Keep in mind that the more muscle you build, the more energy it takes to move that muscle therefore the more calories you’ll burn during your activities through the day. It’s not necessarily about the calories you burn during the workout but the aggregate impact downstream.
I could be wrong though I don’t go to the gym lol.
There’s a saying among body builders. Abs are made in the kitchen.
You get strength in the gym.
By that logic a morbidly obese person is exercising harder than anyone else by moving their 600lb ass around the living room.
They are.
A 600lb person walking a mile burns significantly more calories than a 200lb person doing the same thing. Im 200lbs and I can back squat 300lbs, a 600lb person squatting down and standing back up is moving more weight than I am… If they can manage it.
Calories out just need to exceed calories in. Diets help do that easier but it’s all the same principle
Yeah, I just mean it’s easier to manipulate the intake side of the equation. Burning a couple hundred calories is a lot of work; choosing not to drink a soda is easy.

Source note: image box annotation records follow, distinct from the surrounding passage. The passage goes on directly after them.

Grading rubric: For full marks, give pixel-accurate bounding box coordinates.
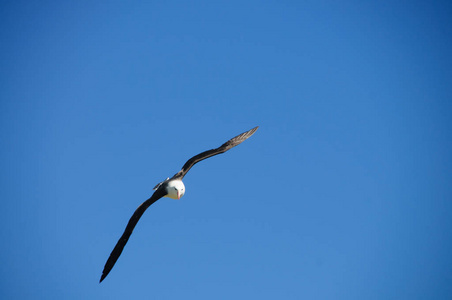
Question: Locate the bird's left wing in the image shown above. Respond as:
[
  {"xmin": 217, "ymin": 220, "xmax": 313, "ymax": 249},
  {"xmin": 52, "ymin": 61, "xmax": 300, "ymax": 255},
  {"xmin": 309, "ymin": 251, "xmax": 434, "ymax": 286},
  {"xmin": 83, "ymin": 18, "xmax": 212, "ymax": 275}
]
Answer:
[{"xmin": 99, "ymin": 187, "xmax": 166, "ymax": 282}]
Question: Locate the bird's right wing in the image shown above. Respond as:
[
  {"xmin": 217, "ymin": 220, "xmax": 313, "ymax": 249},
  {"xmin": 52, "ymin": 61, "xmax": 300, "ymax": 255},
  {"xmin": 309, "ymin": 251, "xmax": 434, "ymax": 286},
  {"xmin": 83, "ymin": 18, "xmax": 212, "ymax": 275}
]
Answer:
[
  {"xmin": 173, "ymin": 126, "xmax": 259, "ymax": 179},
  {"xmin": 99, "ymin": 187, "xmax": 166, "ymax": 282}
]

It’s important to note that “maintenance calories” are the vast majority of the energy you use on a daily basis. Exercise is just a small portion of the calories you burn.
I’m gonna take. this opportunity to point out how stupid it is that 1 Calorie = 1kilocalorie. Actually my least favorite unit.
It took me a moment when I saw the pic to come to terms with the fact that, for as many times as I’ve seen kcal previously, I somehow never realized it was was short hand for kilocalories. 🤯
And since a kilocalorie is what we would call a “calorie” from food, this shows precisely how you can’t outrun a bad diet.
Natural winner. I never lose
Is it in Bangkok?
India, notice the Hindi
Imma take the escalator out of spite now. You’re not the boss of me!
A typical hamburger is about 500 kcal so you would have to go up those stairs 100 times to burn it off in theory.
But science is now saying that burning off calories isn’t related to excersise… you burn the same amount doing or not doing physical activity. So I don’t know if this is relevant anymore.
Sounds counterintuitive. Do you happen to have a source for this?